Commit graph

8 commits

Author SHA1 Message Date
Jeff King 51054177b3 index-pack: detect local corruption in collision check
When we notice that we have a local copy of an incoming
object, we compare the two objects to make sure we haven't
found a collision. Before we get to the actual object
bytes, though, we compare the type and size from
sha1_object_info().

If our local object is corrupted, then the type will be
OBJ_BAD, which obviously will not match the incoming type,
and we'll report "SHA1 COLLISION FOUND" (with capital
letters and everything). This is confusing, as the problem
is not a collision but rather local corruption. We should
report that instead (just like we do if reading the rest of
the object content fails a few lines later).

Note that we _could_ just ignore the error and mark it as a
non-collision. That would let you "git fetch" to replace a
corrupted object. But it's not a very reliable method for
repairing a repository. The earlier want/have negotiation
tries to get the other side to omit objects we already have,
and it would not realize that we are "missing" this
corrupted object. So we're better off complaining loudly
when we see corruption, and letting the user take more
drastic measures to repair (like making a full clone
elsewhere and copying the pack into place).

Note that the test sets transfer.unpackLimit in the
receiving repository so that we use index-pack (which is
what does the collision check). Normally for such a small
push we'd use unpack-objects, which would simply try to
write the loose object, and discard the new one when we see
that there's already an old one.

Signed-off-by: Jeff King <peff@peff.net>
Signed-off-by: Junio C Hamano <gitster@pobox.com>
2017-04-01 10:48:11 -07:00
Jeff King 93cff9a978 sha1_loose_object_info: return error for corrupted objects
When sha1_loose_object_info() finds that a loose object file
cannot be stat(2)ed or mmap(2)ed, it returns -1 to signal an
error to the caller.  However, if it found that the loose
object file is corrupt and the object data cannot be used
from it, it stuffs OBJ_BAD into "type" field of the
object_info, but returns zero (i.e., success), which can
confuse callers.

This is due to 052fe5eac (sha1_loose_object_info: make type
lookup optional, 2013-07-12), which switched the return to a
strict success/error, rather than returning the type (but
botched the return).

Callers of regular sha1_object_info() don't notice the
difference, as that function returns the type (which is
OBJ_BAD in this case). However, direct callers of
sha1_object_info_extended() see the function return success,
but without setting any meaningful values in the object_info
struct, leading them to access potentially uninitialized
memory.

The easiest way to see the bug is via "cat-file -s", which
will happily ignore the corruption and report whatever
value happened to be in the "size" variable.

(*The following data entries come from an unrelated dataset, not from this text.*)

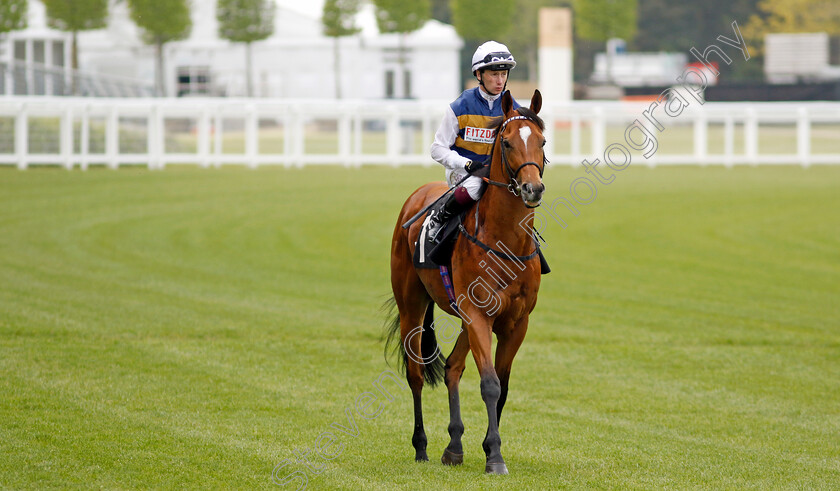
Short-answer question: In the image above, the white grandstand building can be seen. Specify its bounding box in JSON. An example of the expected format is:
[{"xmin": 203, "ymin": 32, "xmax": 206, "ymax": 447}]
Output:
[{"xmin": 0, "ymin": 0, "xmax": 463, "ymax": 99}]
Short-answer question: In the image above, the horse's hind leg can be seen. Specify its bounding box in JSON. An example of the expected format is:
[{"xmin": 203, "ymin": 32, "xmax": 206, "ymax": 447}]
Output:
[
  {"xmin": 400, "ymin": 301, "xmax": 434, "ymax": 462},
  {"xmin": 440, "ymin": 328, "xmax": 470, "ymax": 465}
]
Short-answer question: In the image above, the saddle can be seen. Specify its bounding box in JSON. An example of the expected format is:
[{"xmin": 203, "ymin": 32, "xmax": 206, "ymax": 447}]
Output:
[
  {"xmin": 413, "ymin": 201, "xmax": 551, "ymax": 274},
  {"xmin": 414, "ymin": 200, "xmax": 469, "ymax": 269}
]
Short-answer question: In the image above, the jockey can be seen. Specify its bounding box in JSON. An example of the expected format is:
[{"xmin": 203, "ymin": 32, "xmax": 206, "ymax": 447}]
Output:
[{"xmin": 428, "ymin": 41, "xmax": 519, "ymax": 243}]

Signed-off-by: Jeff King <peff@peff.net>
Signed-off-by: Junio C Hamano <gitster@pobox.com>
2017-04-01 10:45:16 -07:00
Jeff King d3b34622f6 clone: leave repo in place after checkout errors
If we manage to clone a remote repository but run into an
error in the checkout, it is probably sane to leave the repo
directory in place. That lets the user examine the situation
without spending time to re-clone from the remote (which may
be a lengthy process).

Rather than try to convert each die() from the checkout code
path into an error(), we simply set a flag that tells the
"remove_junk" atexit function to print a helpful message and
leave the repo in place.

Note that the test added in this patch actually passes
without the code change. The reason is that the cleanup code
is buggy; we chdir into the working tree for the checkout,
but still may use relative paths to remove the directories
(which means if you cloned into "foo", we would accidentally
remove "foo" from the working tree!).  There's no point in
fixing it now, since this patch means we will never try to
remove anything after the chdir, anyway.

[jc: replaced the message with a more succinct version from
Jonathan]

Signed-off-by: Jeff King <peff@peff.net>
Signed-off-by: Junio C Hamano <gitster@pobox.com>
2013-03-29 15:20:55 -07:00
Jeff King 0433ad128c clone: run check_everything_connected
When we fetch from a remote, we do a revision walk to make
sure that what we received is connected to our existing
history. We do not do the same check for clone, which should
be able to check that we received an intact history graph.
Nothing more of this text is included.